Les faisceaux ne sont pourtant pas une cure de luminothérapie pour tous les riverains. L’année passée, une habitante du petit Paris (Ixelles) a déposé une plainte auprès de la bourgmestre sortante, Dominique Defourny (MR). Cette citoyenne occupait les logements en vis-à-vis qui accueillent, une fois toutes les cinq minutes, les gros cylindres lumineux par les fenêtres de leurs salons.
Puisque le producteur est dans son droit (il a l’autorisation de la régie des voies aériennes, il n’y a pas de juridictions urbanistiques sur les projections “célestes”, et surtout, les faisceaux disparaissent à 23 h, NDLR), ces réclamations et l’injonction d’arrêt émise par la bourgmestre ont été étouffées par un sondage distribué à tous les habitants d’Ixelles et commandé par Dominique Janne lui-même.
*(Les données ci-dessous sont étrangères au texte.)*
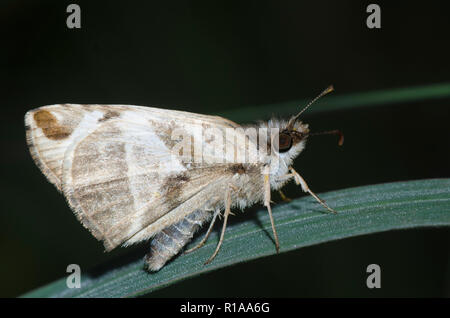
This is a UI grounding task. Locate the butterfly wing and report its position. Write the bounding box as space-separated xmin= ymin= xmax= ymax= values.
xmin=25 ymin=104 xmax=256 ymax=250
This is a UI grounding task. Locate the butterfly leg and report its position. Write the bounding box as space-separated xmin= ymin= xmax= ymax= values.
xmin=278 ymin=190 xmax=292 ymax=202
xmin=289 ymin=167 xmax=337 ymax=214
xmin=205 ymin=186 xmax=231 ymax=265
xmin=264 ymin=167 xmax=280 ymax=253
xmin=184 ymin=210 xmax=220 ymax=254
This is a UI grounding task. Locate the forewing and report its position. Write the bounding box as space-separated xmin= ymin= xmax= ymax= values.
xmin=26 ymin=105 xmax=246 ymax=250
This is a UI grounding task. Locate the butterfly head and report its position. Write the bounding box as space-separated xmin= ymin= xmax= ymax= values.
xmin=268 ymin=86 xmax=344 ymax=188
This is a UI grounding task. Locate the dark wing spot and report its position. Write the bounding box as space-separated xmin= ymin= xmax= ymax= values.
xmin=161 ymin=173 xmax=190 ymax=209
xmin=33 ymin=110 xmax=72 ymax=140
xmin=98 ymin=110 xmax=120 ymax=123
xmin=230 ymin=163 xmax=245 ymax=174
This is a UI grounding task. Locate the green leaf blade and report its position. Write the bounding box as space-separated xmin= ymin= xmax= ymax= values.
xmin=24 ymin=179 xmax=450 ymax=297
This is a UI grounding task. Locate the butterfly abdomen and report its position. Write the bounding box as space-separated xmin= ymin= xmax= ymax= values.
xmin=145 ymin=210 xmax=211 ymax=271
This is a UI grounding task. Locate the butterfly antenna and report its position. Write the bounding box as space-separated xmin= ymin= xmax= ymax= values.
xmin=288 ymin=85 xmax=334 ymax=128
xmin=308 ymin=129 xmax=344 ymax=146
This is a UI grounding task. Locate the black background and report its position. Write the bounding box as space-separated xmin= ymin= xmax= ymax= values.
xmin=0 ymin=0 xmax=450 ymax=297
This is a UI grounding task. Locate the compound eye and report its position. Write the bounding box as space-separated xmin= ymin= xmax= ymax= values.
xmin=278 ymin=132 xmax=292 ymax=152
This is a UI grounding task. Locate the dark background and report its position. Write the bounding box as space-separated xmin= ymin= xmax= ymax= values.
xmin=0 ymin=0 xmax=450 ymax=297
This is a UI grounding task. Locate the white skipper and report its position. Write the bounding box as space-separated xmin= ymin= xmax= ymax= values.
xmin=25 ymin=86 xmax=343 ymax=271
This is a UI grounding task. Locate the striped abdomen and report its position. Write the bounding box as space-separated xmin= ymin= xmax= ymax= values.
xmin=145 ymin=210 xmax=212 ymax=271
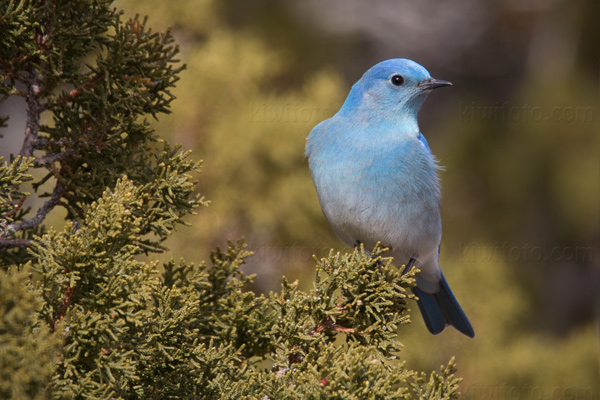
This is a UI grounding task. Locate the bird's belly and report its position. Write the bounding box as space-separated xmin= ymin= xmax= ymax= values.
xmin=320 ymin=172 xmax=441 ymax=263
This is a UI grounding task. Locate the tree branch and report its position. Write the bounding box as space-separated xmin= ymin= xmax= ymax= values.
xmin=19 ymin=70 xmax=43 ymax=157
xmin=0 ymin=182 xmax=65 ymax=241
xmin=0 ymin=239 xmax=31 ymax=251
xmin=33 ymin=149 xmax=75 ymax=167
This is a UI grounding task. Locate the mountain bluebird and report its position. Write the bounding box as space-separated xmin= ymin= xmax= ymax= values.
xmin=306 ymin=59 xmax=475 ymax=337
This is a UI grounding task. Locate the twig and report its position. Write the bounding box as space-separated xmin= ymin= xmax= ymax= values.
xmin=19 ymin=70 xmax=43 ymax=157
xmin=0 ymin=239 xmax=31 ymax=250
xmin=0 ymin=182 xmax=65 ymax=239
xmin=33 ymin=149 xmax=75 ymax=167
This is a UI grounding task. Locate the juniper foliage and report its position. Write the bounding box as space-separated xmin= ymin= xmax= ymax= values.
xmin=0 ymin=0 xmax=459 ymax=399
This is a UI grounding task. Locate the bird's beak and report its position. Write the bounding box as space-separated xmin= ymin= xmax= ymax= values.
xmin=417 ymin=78 xmax=452 ymax=90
Résultat : 92 % avalisaient le projet, 5 % émettaient des réserves esthétiques, et les 3 % restants questionnaient ce genre de dépenses énergétiques “peu écologiques”.
Pour les habitants d’Ixelles les moins concernés, comme Martin, 25 ans, “c’est surtout marrant que quelqu’un décide de mettre autant d’argent tout seul dans des décorations de Noël. C’est un peu comme le Grinch à la fin du film, il habite dans sa montagne et il adore Noël”.
“Un conseil : redevenez des enfants émerveillés”
Si les illuminations ont été pensées pour être le moins énergivores possible, la danse des watts qui a lieu chaque soir pendant la période des fêtes renvoie une image aux antipodes des valeurs de la commune ixelloise désormais portée par les Verts de Christos Doulkeridis. Dans son nouveau costume majoral depuis le 6 décembre dernier, il n’aurait “pas eu le temps de se pencher sur la question”, selon le service d’Urbanisme et de l’Environnement de l’administration locale.
Les lumières de la ville “made in Dominique Janne” ont donc encore un avenir brillant devant elles. Pour ceux qu’elles dérangent, le producteur conseille : “achetez des masques de nuit (5 euros) ou plus simple : redevenez des enfants émerveillés”.